Abstract

Lung cancer is among the most common and deadliest cancers with a low 5-year survival rate. Timely diagnosis of lung cancer is, therefore, of paramount importance as it can save countless lives. In this regard, Computed Tomography (CT) scan is widely used for early detection of lung cancer, where human judgment is currently considered as the gold standard approach. Recently, there has been a surge of interest on development of automatic solutions via radiomics, as human-centered diagnosis is subject to inter-observer variability and is highly burdensome. Hand-crafted radiomics, serving as a radiologist assistant, requires fine annotations and pre-defined features. Deep learning radiomics solutions, however, have the promise of extracting the most useful features on their own in an end-to-end fashion without having access to the annotated boundaries. Among different deep learning models, Capsule Networks are proposed to overcome shortcomings of the Convolutional Neural Networks (CNNs) such as their inability to recognize detailed spatial relations. Capsule networks have so far shown satisfying performance in medical imaging problems. Capitalizing on their success, in this study, we propose a novel capsule network-based mixture of experts, referred to as the MIXCAPS. The proposed MIXCAPS architecture takes advantage of not only the capsule network’s capabilities to handle small datasets, but also automatically splitting dataset through a convolutional gating network. MIXCAPS enables capsule network experts to specialize on different subsets of the data.
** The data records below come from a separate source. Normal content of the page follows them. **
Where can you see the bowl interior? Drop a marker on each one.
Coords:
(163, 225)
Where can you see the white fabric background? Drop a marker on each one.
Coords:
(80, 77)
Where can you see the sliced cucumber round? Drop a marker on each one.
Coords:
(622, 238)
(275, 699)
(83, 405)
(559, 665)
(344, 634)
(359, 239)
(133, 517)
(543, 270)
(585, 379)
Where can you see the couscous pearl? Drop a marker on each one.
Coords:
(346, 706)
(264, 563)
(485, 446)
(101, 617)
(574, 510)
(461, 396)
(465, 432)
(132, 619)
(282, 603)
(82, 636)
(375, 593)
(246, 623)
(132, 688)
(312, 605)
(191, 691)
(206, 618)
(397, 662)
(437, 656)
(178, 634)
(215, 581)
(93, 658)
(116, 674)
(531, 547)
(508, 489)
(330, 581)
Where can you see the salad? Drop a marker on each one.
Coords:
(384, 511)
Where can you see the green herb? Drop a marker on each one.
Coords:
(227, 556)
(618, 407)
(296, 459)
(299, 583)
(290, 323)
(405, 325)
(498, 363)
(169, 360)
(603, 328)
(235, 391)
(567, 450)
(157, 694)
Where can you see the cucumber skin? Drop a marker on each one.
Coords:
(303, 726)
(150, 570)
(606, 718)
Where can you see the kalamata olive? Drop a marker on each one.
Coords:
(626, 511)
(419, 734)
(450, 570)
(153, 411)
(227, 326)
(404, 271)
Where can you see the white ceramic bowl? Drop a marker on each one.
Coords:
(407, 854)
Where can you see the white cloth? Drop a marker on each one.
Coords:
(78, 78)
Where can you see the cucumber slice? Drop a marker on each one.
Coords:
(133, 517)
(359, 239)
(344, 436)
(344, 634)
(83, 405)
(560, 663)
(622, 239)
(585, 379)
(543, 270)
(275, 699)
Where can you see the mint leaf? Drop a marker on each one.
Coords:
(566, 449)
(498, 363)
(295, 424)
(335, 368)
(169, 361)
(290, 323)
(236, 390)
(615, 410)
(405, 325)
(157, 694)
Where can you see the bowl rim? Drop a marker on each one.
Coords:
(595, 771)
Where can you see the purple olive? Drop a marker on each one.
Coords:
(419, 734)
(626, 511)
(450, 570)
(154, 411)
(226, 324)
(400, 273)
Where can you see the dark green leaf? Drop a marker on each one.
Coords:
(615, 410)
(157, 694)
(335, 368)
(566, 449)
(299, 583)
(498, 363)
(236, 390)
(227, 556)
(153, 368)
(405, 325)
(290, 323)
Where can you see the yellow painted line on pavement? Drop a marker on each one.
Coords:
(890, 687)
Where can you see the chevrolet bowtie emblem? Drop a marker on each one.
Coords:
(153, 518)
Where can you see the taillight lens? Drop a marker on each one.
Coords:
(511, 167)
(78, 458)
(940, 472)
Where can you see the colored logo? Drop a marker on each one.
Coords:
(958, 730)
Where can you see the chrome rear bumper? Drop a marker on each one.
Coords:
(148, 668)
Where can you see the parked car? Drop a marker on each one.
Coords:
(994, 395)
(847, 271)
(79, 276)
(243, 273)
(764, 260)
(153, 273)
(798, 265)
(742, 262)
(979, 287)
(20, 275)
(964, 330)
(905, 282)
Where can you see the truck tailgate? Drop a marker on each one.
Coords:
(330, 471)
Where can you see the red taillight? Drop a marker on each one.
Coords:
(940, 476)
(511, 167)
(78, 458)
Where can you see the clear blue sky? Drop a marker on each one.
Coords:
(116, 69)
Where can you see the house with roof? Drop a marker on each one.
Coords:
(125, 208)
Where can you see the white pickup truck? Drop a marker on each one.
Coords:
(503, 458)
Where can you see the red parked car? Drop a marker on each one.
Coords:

Our results show that MIXCAPS outperforms a single capsule network, a single CNN, a mixture of CNNs, and an ensemble of capsule networks, with an average accuracy of 90.7%, average sensitivity of 89.5%, average specificity of 93.4% and average area under the curve of 0.956. Our experiments also show that there is a relation between the gate outputs and a couple of hand-crafted features, illustrating explainable nature of the proposed MIXCAPS. To further evaluate generalization capabilities of the proposed MIXCAPS architecture, additional experiments on a brain tumor dataset are performed showing potentials of MIXCAPS for detection of tumors related to other organs.